Ele apenas riu, sem nem ao
menos tentar negar, mas eu sabia que aquilo não era normal.
Para todos os efeitos, meu
coração desejava ele. Meu corpo pedia seu toque. Meus pensamentos estavam voltados
para ele durante todo o dia, inevitavelmente.
Eu certamente havia sido enfeitiçada.
Era difícil concentrar-se, já que minha atenção estava totalmente e
inevitavelmente dirigida a ele. Não que eu quisesse que fosse diferente, mas
sabia que estava sob sua vontade... ou feitiço... completamente... em corpo e
alma...
E ele parecia gostar,
embora nunca tenha dito nada disso em voz alta.
***
- Faz cerca de três meses nos vemos todos os dias. Incrível, não
é mesmo?
- Tanto assim? Eu não diria que se passou tanto tempo...
- Intensidade. A isto eu chamo de intensidade.
- Ótimo. Intensidade é uma coisa boa, acho eu.
- É bom, sim.
***
- Confia em mim.
- Mas eu tenho medo.
- Confia em mim, ok? Tudo ficará bem. Ou tu dás um salto de fé
ou não enfrentas nada. Ademais, nunca saberás, a menos que tentes.
- Mas é como saltar no ar e não saber se há uma rede para me
segurar se eu falhar e cair... E eu não sei voar...
- Pois eu sei. Basta fechar os olhos e, como tu mesma disseste, saltar!
Eu estava tão assustada.
Eu não sabia se eu deveria confiar nele ou não, mas eu queria. Fechei os olhos
e segurei sua mão. Então eu me soltei... e fico feliz por ter feito... agora...
***
- Prova apenas que tu precisas ser mais ousada...
- Ah, tá!
Como de costume, ele
estava brincando com a minha inteligência. Ele costumava dizer que eu tinha uma
mente sexy. Isso era uma coisa incomum para mim, mas aquilo enchia minha vida
de orgulho e alegria.
- Tu conheceste muitas pessoas diferentes em tua vida e essa é
certamente uma declaração muito séria, com base nas tuas experiências.

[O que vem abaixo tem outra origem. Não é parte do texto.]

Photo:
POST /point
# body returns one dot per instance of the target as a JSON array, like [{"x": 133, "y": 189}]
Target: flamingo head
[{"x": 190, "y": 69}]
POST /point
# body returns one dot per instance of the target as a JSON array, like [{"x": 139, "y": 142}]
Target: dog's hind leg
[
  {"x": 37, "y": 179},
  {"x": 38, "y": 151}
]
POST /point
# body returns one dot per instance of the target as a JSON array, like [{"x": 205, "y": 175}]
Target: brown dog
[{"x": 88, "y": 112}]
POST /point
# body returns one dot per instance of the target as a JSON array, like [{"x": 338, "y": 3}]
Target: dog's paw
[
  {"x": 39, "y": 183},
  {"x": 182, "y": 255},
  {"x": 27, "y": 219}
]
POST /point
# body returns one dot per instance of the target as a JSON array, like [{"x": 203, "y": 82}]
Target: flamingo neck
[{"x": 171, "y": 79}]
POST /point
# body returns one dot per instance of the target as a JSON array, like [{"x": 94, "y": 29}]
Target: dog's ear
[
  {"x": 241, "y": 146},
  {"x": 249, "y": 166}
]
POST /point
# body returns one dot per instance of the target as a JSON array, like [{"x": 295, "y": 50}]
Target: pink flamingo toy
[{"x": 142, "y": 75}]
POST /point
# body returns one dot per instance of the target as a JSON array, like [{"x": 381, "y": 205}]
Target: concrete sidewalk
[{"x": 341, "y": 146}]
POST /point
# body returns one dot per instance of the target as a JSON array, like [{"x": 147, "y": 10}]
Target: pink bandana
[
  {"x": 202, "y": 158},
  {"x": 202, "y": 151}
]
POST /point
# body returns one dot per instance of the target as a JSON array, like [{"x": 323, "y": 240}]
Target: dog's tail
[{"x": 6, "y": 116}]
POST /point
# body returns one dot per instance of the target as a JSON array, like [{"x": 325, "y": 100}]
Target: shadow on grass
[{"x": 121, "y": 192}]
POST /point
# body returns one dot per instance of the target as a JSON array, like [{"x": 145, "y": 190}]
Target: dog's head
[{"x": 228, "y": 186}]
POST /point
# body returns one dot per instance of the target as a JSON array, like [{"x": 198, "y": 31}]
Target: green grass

- É por isso que posso dizer que estou falando sério. Tu és
especial. Muito especial.
Eu corei imediatamente.
Ele simplesmente me segurou em seus braços, beijando o topo da minha cabeça. Eu
passei os braços em volta do seu corpo e me senti totalmente aconchegada e amada.
Que sensação tão boa... Mas por alguma razão incompreensível, meu coração deu
um salto.
Olhei para o seu rosto
bonito e ele parecia distante, como se estivesse em outro lugar... muito longe
dali. Eu conhecia aquele olhar.
Então ele disse, com uma
voz grave e bastante baixa, quase inaudível:
- Eu estou na tua vida por uma razão muito específica.